À Creil, à quelques dizaines de kilomètres de Paris, des habitats précaires, élevés avec les déchets urbains collectés dans leur marche par leurs habitants aussi présents qu’invisibles dans leur exclusion. Là, à la périphérie de la cité, aux marges d’une frontière imperceptible, leur cheminement s’est arrêté. En perte des rapports, leurs itinéraires sont sans issue. Holzwege, chemins forestiers, chemins qui ne mènent nulle part ou fausses routes, le titre de la série, inspiré du recueil de textes de Martin Heidegger, pose la question de ces chemins « non frayés », l’énigme du destin de l’homme moderne, de la perte de son être.
L’exposition se clôt, dans le couloir, sur une photographie du Spreepark à Berlin. Sur fond de grande roue immobile, le T-Rex git au sol, le ventre en l’air, abandonné au milieu de ses congénères renversés du Dinoland et sous l’œil goguenard des cygnes de proue. Faillites et abandons répétés, la photographie dévoile tout son humour dans l’écho des qualificatifs, dinosaure, mammouth…, de temps disparus en politique : « retour aux temps archaïques […] les faits curieux et dignes d’intérêt sur la jeunesse de la terre et ses créatures », comme le disait la publicité… L’écho est aussi autre et rejoint dans les salles d’exposition, les photographies de la série Parcs d’attraction abandonnés, aujourd’hui détruits. La société du divertissement produit ses propres ruines, rejouant à son échelle dérisoire les ruines antiques gagnées et ensevelies par la végétation.

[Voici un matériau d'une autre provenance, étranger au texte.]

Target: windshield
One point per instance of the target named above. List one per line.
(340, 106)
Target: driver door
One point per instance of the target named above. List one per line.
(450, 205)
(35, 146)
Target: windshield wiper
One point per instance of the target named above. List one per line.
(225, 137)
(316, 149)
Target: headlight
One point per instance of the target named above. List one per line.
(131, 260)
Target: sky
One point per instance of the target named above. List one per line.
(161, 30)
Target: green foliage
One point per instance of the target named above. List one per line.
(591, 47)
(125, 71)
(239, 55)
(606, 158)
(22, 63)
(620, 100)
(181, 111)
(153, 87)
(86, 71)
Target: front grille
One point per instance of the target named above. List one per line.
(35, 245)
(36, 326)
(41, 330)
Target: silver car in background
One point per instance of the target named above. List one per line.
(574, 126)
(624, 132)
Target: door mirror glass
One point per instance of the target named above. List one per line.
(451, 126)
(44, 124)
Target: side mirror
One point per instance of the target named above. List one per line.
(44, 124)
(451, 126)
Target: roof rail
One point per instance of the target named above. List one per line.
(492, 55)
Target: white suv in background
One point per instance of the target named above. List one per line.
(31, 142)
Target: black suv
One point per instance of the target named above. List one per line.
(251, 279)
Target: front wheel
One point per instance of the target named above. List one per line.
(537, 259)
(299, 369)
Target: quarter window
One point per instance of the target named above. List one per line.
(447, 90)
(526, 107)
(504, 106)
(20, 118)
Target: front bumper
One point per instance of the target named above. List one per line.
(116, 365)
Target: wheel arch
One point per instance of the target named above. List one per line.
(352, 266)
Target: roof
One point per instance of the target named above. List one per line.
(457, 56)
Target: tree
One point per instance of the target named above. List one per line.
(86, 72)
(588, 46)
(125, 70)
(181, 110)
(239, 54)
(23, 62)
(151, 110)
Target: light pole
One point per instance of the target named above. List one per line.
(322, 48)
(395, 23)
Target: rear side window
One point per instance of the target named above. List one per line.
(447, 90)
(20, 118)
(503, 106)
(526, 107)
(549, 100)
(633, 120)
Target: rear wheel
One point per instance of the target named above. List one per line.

Contre Nature. Le titre de l’exposition, écrit avec une majuscule, entraîne vers la pluralité des sens, sens de chacun des mots et sens de l’expression, dans un jeu de correspondances et de références, visuelles, philosophiques, politiques, entre constat sévère, humour et ironie. Au sein des séries, traitées dans un style documentaire, comme entre les séries, l’accrochage fait se répondre territoires, espaces, lieux et non-lieux dont l’échelle s’émancipe bien au-delà du cadre de la photographie pour dresser le portrait d’une modernité aussi peu consciente de la valeur du paysage et des cicatrices que ses actions génèrent que sujette au doute.